New figures in Greece show more than a quarter of the labour force are unemployed, and an astonishing 58 per cent of those aged between 16 and 24 are jobless, showing the country’s crisis worsening.
“I wouldn’t have said it a year ago, but both the Eurozone as a whole and individual countries have a fundamental position which is way more balanced than the US, Japan and the UK,” Draghi said, pointing to falling private debt levels, a better trade position and falling labour costs – although he noted poor survey data.
“This poises the Eurozone for a recovery. It will probably be slow, but it will be solid,” he concluded.
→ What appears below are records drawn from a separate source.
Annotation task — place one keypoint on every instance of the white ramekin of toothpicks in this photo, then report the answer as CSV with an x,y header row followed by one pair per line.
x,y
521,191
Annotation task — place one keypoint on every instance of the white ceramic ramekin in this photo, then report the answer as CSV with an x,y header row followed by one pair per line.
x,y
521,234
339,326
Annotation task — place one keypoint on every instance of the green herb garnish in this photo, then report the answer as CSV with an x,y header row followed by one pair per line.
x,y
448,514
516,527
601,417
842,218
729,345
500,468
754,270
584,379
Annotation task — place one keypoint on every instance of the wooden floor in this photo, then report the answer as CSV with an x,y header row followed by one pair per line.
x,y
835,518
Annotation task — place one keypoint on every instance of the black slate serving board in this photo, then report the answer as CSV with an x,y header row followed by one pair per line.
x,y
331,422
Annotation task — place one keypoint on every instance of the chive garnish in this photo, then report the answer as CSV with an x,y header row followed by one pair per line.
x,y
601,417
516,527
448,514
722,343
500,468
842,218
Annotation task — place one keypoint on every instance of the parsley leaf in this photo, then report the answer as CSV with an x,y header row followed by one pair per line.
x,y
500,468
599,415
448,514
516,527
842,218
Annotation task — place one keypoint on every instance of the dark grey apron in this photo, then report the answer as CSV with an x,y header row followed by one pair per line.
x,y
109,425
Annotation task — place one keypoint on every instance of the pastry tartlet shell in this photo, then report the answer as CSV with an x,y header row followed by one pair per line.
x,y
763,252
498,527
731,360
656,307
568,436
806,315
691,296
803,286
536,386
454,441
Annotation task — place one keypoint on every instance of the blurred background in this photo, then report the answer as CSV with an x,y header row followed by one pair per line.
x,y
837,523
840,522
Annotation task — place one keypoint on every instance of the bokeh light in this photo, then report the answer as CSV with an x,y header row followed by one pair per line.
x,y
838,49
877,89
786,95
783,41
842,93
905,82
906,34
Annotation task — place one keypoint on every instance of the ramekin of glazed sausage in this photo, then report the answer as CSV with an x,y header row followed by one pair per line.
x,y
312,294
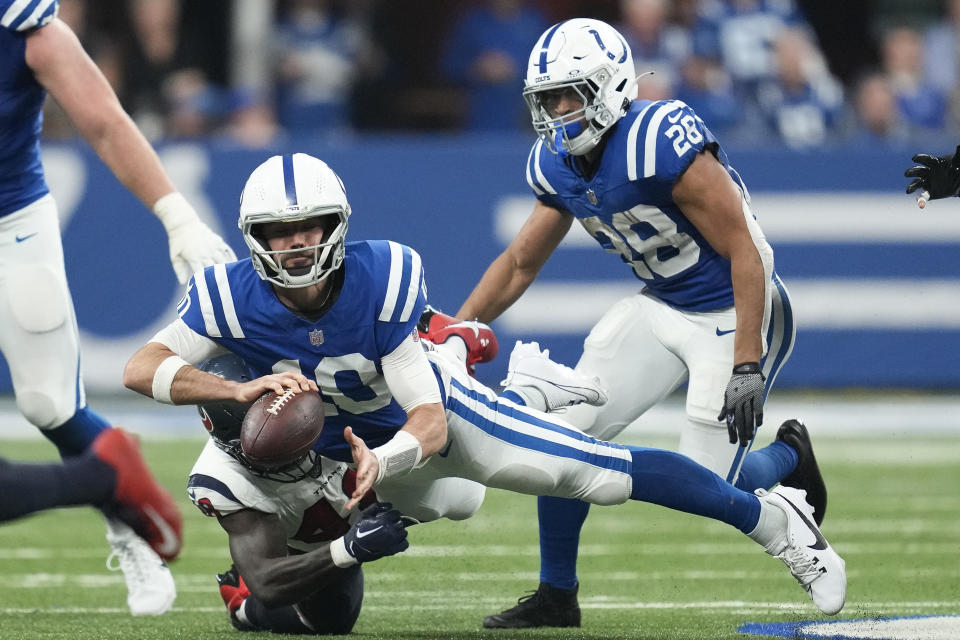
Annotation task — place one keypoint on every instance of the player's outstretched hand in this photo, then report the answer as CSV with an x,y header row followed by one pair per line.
x,y
379,532
368,467
196,246
193,245
940,177
277,382
743,403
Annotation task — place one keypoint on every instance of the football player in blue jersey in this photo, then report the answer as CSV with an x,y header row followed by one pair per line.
x,y
934,177
309,310
38,329
648,180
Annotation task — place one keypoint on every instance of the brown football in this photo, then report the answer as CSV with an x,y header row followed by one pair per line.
x,y
280,429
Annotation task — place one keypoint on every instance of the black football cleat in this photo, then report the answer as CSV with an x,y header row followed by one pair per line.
x,y
546,607
807,474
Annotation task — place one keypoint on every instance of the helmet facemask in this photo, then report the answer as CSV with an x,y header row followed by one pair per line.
x,y
327,255
294,188
578,132
589,63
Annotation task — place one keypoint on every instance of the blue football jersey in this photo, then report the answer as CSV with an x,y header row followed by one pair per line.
x,y
382,297
628,207
21,104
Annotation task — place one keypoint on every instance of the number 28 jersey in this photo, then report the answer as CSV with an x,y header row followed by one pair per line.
x,y
627,206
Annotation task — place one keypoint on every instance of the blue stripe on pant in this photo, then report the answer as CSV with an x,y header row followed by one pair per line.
x,y
781,331
497,424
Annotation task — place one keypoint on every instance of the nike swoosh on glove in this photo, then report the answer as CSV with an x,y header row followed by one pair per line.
x,y
743,403
379,532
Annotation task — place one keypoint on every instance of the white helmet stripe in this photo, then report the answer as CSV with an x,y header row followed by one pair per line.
x,y
542,62
226,300
289,181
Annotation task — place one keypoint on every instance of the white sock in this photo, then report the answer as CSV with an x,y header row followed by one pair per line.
x,y
532,397
771,528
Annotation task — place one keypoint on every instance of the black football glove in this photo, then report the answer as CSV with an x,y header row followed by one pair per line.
x,y
379,532
938,176
743,403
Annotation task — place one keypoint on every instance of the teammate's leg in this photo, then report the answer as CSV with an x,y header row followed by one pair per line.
x,y
509,447
622,350
39,339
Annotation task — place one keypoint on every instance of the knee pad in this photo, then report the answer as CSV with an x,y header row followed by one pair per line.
x,y
470,502
40,409
38,297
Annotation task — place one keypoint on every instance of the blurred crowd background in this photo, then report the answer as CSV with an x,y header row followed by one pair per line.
x,y
805,74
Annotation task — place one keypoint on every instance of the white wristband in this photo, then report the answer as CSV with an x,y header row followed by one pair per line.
x,y
163,378
174,211
339,555
398,455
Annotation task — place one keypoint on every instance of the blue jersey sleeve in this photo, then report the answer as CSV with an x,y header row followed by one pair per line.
x,y
193,304
663,140
24,15
404,295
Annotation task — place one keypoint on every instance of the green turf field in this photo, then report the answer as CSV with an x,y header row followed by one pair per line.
x,y
648,573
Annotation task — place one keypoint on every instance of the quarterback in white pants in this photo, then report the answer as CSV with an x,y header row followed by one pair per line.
x,y
309,311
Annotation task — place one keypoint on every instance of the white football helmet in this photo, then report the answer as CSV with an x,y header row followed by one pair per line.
x,y
291,188
586,60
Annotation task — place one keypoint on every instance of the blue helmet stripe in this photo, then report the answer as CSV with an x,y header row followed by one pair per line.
x,y
289,182
542,63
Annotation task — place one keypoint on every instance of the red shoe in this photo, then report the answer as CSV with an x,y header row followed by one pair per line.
x,y
137,499
234,591
438,327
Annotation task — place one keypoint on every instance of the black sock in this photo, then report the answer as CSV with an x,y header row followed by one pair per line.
x,y
278,620
29,487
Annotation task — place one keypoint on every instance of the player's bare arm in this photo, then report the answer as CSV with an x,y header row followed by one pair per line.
x,y
192,386
509,275
67,72
709,198
258,545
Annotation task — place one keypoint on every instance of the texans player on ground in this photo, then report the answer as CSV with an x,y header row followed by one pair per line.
x,y
343,316
650,183
296,549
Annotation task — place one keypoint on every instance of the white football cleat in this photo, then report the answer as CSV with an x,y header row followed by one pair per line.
x,y
559,385
808,555
150,587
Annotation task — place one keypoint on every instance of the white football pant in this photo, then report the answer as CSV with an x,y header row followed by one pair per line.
x,y
38,328
495,443
642,349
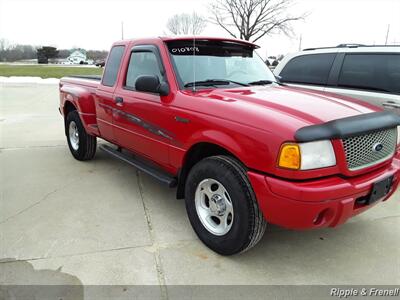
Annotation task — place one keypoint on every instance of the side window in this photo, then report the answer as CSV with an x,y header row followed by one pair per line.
x,y
142,63
112,67
309,69
376,72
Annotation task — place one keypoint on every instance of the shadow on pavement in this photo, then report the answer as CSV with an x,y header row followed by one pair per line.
x,y
19,280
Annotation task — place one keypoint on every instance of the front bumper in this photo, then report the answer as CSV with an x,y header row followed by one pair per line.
x,y
318,203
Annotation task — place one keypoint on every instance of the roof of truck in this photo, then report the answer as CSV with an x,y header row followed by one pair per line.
x,y
197,38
City economists disagreed.
“If anything the Eurozone is poised to remain in the doldrums for even longer,” said Investec’s Philip Shaw.
“Despite noble attempts by Draghi to defend the Eurozone’s prospects, the outlook is really very different.”
Brussels this week slashed growth forecasts and now expects the economy to grow by just 0.1 per cent in 2013 while unemployment will rise to 11.8 per cent. But the ECB president even claimed government debt positions are getting better.
“Fiscal consolidation has been amazing – and when we look at other parts of the world, they have not been so amazing. Debt to GDP is on the way down, even in countries with the highest ratios,” he claimed.
But the EC’s studies show that debt will climb to 94.5 per cent of GDP next year, and continue to run a solid deficit into 2014.
And economists said even the EC’s gloomy forecasts may be overly optimistic. “The economy is getting worse, not better – a 0.4 per cent contraction in GDP next year is looking more likely,” said BNP Paribas’ Ken Wattret.
“It does sound odd for Draghi to talk about an improvement when uncertainty is so high and business confidence is falling. Draghi’s view of rebalancing and growth is very much a long-term one.”